I'm losing hope. Any other options?

Edit: Changing the App Service Plan from S1 to S2, making a request to the service (to trigger a move), and then switching the app back to S1 cleared up the problem, but only temporarily. When later in the week week there was renewed traffic to the service, it worked for a short while and then started failing again with Service Unavailable. Inspecting the logs, the same error was back. During startup, the application attempts to delete those files, but because those files are apparently in use, the deletion and subsequent startup steps fail. Worse is that changing the App Service Plan, while it seemed to correct the issue last week seems not to be a sufficient workaround this time. Moreover, resizing the App Service Plan, while effective, also has unintended side effects, like taking offline other apps in that service plan.

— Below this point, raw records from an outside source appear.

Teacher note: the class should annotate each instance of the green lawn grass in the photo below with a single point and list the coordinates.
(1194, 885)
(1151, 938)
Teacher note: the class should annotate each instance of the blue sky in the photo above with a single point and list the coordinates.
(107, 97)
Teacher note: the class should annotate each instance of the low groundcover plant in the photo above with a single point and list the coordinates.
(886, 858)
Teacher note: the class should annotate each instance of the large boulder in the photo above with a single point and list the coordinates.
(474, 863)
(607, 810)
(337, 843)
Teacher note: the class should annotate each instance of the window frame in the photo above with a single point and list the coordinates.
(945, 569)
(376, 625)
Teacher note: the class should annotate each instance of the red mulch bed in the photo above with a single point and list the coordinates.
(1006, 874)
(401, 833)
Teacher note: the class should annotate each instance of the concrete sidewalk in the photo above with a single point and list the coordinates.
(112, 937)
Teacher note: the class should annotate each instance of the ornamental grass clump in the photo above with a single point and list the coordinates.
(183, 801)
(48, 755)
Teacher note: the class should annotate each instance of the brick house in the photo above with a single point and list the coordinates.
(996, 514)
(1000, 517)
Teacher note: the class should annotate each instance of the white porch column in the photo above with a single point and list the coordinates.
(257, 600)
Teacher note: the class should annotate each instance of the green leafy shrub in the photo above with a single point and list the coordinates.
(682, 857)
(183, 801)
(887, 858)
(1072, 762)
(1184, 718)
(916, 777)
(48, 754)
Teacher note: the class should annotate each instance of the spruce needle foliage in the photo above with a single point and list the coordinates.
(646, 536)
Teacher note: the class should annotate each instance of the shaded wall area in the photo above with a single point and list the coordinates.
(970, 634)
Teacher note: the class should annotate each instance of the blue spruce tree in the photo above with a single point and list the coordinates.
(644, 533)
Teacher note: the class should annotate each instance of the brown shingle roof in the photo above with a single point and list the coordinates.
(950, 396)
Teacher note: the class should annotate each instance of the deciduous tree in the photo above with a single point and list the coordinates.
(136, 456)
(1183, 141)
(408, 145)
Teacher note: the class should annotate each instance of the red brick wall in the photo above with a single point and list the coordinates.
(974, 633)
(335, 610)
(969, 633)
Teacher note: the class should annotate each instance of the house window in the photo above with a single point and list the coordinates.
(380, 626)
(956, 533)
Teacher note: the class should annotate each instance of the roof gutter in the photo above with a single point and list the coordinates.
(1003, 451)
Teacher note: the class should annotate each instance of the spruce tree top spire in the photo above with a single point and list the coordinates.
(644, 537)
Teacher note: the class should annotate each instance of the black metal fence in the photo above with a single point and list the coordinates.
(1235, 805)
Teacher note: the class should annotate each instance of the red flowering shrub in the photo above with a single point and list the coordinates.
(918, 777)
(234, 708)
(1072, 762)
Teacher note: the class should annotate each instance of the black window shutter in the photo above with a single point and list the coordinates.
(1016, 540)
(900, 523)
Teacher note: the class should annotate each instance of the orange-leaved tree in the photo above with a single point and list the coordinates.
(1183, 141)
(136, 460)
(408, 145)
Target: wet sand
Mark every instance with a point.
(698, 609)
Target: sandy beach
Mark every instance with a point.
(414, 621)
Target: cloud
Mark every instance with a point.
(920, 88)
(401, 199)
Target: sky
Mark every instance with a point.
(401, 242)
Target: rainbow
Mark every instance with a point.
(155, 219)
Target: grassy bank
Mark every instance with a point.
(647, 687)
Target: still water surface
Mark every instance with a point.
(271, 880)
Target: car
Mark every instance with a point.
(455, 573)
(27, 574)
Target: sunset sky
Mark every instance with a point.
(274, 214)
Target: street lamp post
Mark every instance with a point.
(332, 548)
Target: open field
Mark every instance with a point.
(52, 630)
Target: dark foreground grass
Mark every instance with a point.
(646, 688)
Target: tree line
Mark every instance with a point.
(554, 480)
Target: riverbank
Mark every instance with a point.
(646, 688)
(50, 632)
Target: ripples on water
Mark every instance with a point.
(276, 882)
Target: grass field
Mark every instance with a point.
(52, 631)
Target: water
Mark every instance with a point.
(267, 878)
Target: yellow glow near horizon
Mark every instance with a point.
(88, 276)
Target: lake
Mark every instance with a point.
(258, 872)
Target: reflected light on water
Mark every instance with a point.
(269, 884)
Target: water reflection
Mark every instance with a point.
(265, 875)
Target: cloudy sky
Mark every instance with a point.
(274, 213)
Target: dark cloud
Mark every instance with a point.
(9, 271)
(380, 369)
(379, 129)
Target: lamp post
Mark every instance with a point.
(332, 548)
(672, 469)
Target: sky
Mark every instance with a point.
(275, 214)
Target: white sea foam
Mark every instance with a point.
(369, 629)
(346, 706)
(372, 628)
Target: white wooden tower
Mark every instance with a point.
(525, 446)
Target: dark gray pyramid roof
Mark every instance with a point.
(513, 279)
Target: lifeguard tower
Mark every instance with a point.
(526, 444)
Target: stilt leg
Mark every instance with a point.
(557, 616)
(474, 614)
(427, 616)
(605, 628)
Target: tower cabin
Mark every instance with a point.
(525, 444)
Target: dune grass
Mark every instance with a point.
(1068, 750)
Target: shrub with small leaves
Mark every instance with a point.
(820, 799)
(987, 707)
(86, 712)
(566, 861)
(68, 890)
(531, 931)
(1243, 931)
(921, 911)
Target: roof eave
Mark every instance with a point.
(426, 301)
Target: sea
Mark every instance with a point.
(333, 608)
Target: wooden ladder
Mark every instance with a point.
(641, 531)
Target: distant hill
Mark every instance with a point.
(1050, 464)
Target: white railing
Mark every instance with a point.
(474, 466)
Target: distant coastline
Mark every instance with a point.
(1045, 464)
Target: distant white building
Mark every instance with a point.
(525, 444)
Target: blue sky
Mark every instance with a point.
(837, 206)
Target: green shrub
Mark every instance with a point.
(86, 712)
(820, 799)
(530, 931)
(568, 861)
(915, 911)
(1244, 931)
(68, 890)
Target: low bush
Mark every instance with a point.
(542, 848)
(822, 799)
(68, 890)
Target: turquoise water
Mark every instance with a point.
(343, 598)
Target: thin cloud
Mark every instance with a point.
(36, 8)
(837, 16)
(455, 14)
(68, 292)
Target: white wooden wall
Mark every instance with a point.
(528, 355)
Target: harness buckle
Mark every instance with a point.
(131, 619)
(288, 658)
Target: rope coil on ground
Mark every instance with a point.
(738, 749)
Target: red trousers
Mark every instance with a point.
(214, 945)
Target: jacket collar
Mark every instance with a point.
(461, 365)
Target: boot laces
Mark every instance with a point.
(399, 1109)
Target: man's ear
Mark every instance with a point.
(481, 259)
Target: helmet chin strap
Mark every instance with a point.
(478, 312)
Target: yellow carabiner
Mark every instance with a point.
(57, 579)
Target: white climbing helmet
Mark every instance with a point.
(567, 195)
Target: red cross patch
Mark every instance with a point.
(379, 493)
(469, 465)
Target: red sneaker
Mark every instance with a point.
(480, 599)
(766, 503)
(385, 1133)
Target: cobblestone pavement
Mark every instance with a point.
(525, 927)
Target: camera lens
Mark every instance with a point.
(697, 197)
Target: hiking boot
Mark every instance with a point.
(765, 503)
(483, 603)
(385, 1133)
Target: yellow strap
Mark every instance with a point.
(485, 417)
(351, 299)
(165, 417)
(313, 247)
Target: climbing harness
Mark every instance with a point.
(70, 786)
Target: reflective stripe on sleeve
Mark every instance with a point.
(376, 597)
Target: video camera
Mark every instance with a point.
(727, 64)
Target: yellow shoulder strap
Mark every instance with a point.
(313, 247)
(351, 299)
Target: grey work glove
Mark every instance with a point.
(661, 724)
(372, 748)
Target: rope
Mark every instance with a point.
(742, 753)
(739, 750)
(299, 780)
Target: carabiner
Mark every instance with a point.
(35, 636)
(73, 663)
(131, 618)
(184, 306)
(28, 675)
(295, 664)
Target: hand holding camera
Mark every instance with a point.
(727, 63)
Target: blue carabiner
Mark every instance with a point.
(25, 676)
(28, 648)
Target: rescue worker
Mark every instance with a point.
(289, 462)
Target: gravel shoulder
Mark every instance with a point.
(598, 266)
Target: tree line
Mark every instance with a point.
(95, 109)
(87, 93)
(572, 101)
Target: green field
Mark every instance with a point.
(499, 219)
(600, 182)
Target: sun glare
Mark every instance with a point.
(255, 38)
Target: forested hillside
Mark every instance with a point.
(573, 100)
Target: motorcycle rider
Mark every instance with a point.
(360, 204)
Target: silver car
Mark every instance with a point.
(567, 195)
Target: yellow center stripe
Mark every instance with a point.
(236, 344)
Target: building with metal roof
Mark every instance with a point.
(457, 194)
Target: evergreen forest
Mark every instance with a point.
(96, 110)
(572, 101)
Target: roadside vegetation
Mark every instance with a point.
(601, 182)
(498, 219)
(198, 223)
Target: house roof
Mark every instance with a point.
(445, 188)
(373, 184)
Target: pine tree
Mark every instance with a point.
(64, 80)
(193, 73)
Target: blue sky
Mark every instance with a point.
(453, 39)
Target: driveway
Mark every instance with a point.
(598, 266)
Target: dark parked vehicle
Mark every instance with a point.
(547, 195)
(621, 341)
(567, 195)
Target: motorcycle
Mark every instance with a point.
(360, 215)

I suspect that some implementation detail about the shared file system (mounted at /home) causes open files to be locked and thus unable to be deleted by the deployment process or another instance startup or manually.

I'm pretty sure my only option is not to use the shared file system for any files that might be held open by the app (such as shared libraries).

Edit: In an attempt to minimally replicate the issue, I've created this web app and deployed it here. It is currently running fine. I expect after leaving it idle for some time, it will be flushed and a subsequent request will trigger it to run again and it will fail. I'll report back if it's effective or not.

Edit: I've been unsuccessful in replicating the issue in a new webapp. I've tried leaving the app idle for 24 hours to see if that would trigger the issue. I've also tried explicitly downgrading the 'newrelic' dependency (which contains one of the .so shared libraries), and starting and stopping the webapp to trigger the 'run' script again. But no matter what I do, the app starts up fine. I'm now thinking I should just wipe and rebuild my failing production app and see if the problem goes away.


Solution

  • It seems that it's a design limitation of Azure Web Apps. Any files in the shared file system held open by the application (even just for read) will not be writable or delete-able. The only option is to re-engineer the app to store such files somewhere other than the shared file system.

    I suspect this issue is exacerbated by the shared file system being hosted on Windows. On a Unix system, a file can typically be removed even if it's open by another process. So for users of Web Apps For Containers, it's an extra surprise that files cannot be deleted, and thus they simply linger without an error.